I have been involved in sports in various capacities for a large portion of my life, either as a participant, a coach, a parent, or professionally, as an athletic trainer. Each of these modes of involvement allows for a varying and unique perspective regarding the sport in question. I believe that the perspective I have gained as an athletic trainer has offered me the clearest, most unbiased, view of the culture of sports. This view is not concerned about winning or losing, not concerned about how much playing time one kid is getting in comparison to another, not concerned about much of anything, except for the safety and well-being of the athletes.

What I have seen from this perspective is that moderation has given way to chronic excess, and in many cases the act of simply playing for the enjoyment of playing has been taken from our young athletes. I believe that sports are great for building character, teaching the importance of teamwork, and provide a means of expressing talent and hard work. For a very, very small percentage of the population, sports can be a way to make a living, to become famous, to make money…a lot of money, an excessive amount.

Is this small percentage of professionals being paid large amounts of money the driving force behind making the sports experience for many kids a miserable apathetical slog towards achieving the hopes and dreams of others? If a kid needs to be regularly coerced or forced to practice and play a sport “for their own good” they will not enjoy the experience for their own good or for yours.

Young athletes are not voiceless, brainless material goods brought into our lives for the purpose of living out the life we feel we could have had if our parents hadn’t been so busy trying to make something of their own lives. Instead of wastefully funneling the family’s financial resources into food, clothing, and education they should have been flying me around the country to year-round baseball camps in support of my dream to play shortstop for the Yankees.

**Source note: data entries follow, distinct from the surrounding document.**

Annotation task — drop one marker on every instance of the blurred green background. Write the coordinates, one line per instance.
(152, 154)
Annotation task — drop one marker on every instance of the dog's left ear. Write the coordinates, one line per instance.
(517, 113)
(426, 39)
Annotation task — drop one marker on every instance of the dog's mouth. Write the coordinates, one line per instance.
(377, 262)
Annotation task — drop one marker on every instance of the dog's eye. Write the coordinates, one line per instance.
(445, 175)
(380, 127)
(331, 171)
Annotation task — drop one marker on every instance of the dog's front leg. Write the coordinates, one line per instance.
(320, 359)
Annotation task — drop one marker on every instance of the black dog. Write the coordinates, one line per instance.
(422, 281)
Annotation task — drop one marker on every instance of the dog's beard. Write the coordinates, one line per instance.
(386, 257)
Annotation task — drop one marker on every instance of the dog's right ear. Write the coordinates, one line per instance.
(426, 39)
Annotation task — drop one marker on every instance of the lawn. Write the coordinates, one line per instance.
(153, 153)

To be fair, my parents drove me to Minneapolis for a tryout with the Twins, flew me to Colorado for a tryout with the Rockies, and willingly funded my travels to Reds and Braves tryout camps. They did not make me do any of this “for my own good”, rather, they let me do it out of support for something I thoroughly enjoyed. My parents have always been supportive of whatever it is that interests us. Supportive, not excessive, and I have tried to toe that same line with my children.

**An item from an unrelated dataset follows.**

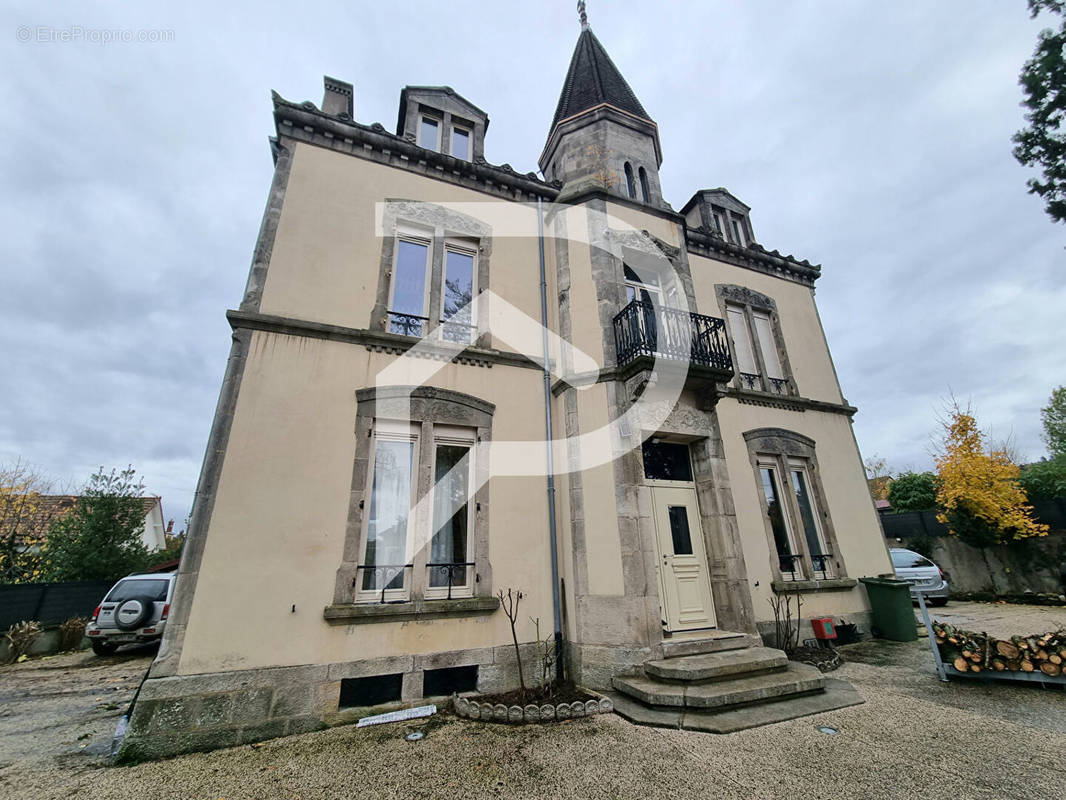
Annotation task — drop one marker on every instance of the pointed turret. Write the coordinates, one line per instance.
(592, 80)
(601, 138)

Let young people explore their interests and curiosities. Resist the urge to make them specialize in one sport or activity early on “for their own good” and the good of the professional career you have planned for them. Exploration of diverse activities makes for a more interesting and well-rounded individual (research indicates a better athlete as well). Also, resist the temptation to view every single interest and talent a child has as the beginning of a lucrative professional career.

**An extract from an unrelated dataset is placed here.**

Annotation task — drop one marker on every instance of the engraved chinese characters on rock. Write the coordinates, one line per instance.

The ice auger that has been hanging in the rafters of my garage for the past four years was not bought because I had aspirations to be a professional ice fisherman. It was bought because I thought it might be enjoyable. I found out that what I enjoyed was eating fish, not fishing. As adults we allow ourselves to explore various interests and hobbies for the sake of curiosity and personal satisfaction. Let’s allow our children to do the same.